“L’obbligo di comunicazione al fisco di tutti gli acquisti di beni e di servizi effettuati da privati cittadini per importi superiori a 3.600 IVA inclusa (oltre che di tutte le operazioni tra imprese di importo superiore a 3.000 euro) è, nel panorama internazionale, una cosa più unica che rara. Evitiamo di dire che si tratti di una norma tutto sommato normale“. In una lettera pubblicata oggi dal Corriere della Sera, il presidente del Consiglio nazionale dei commercialisti, Claudio Siciliotti, si inserisce nel dibattito aperto sul quotidiano da un editoriale del 10 gennaio, nel quale Angelo Panebianco definiva la nuova norma, che obbliga un privato cittadino ad identificarsi con il tesserino di codice fiscale per poter procedere all’acquisto in un negozio, sostanzialmente poco liberale.
“Se siamo in una situazione di emergenza estrema – scrive Siciliotti – in termini di debito pubblico prima ancora che di evasione fiscale (perché il primo, pur essendo da sempre elevato, continua a crescere; mentre la seconda, pur essendo tuttora elevata, lo è certo meno di quanto non accadeva venti o trenta anni fa), siamo tutti disposti ad accettare soluzioni eccezionali, ma evitiamo almeno di fingere che si tratti di una norma tutto sommato “normale”, perché non lo è affatto: si parla tanto di lesione della privacy con le intercettazioni telefoniche e poi si introducono disposizioni simili“.

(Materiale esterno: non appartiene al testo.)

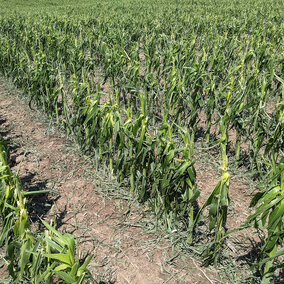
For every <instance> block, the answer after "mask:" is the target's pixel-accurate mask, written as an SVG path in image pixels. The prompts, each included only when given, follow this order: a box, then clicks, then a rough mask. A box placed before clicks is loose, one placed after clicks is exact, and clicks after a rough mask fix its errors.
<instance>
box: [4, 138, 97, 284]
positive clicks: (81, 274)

Nella lettera pubblicata dal quotidiano, Siciliotti risponde anche al presidente di Assosoftware, Bonfiglio Mariotti, il quale, sempre in riferimento al fondo di Panebianco, aveva sostenuto che l’invio telematico dei dati delle fatture, grazie al lavoro delle software houses, non è un complicazione per PMI e microimprese. “Per quanto riguarda invece gli adempimenti telematici collegati all’attuazione della norma – scrive Siciliotti – è indubitabile che le case di software pensano alla predisposizione di appositi moduli che si collegano a quelli contabili, dopodiché li vendono (non li regalano) ai commercialisti italiani, i quali si fanno carico dell’invio telematico dei sempre più numerosi file all’Agenzia delle entrate, senza che lo Stato preveda alcun tipo di compenso per questa attività telematica che non riguarda tanto la consulenza al cliente, ma lo svolgimento di un ruolo di front office a favore dell’Agenzia delle entrate“. “Come cittadini e liberi professionisti – conclude Siciliotti – ci sia quindi consentito di esprimere due volte la nostra fortissima perplessità: per la norma in se stessa e per il tentativo di affermare pure che non comporti particolari adempimenti e costi, perché li comporta eccome, seppure per alcuni quei costi sono invece graditi ricavi“.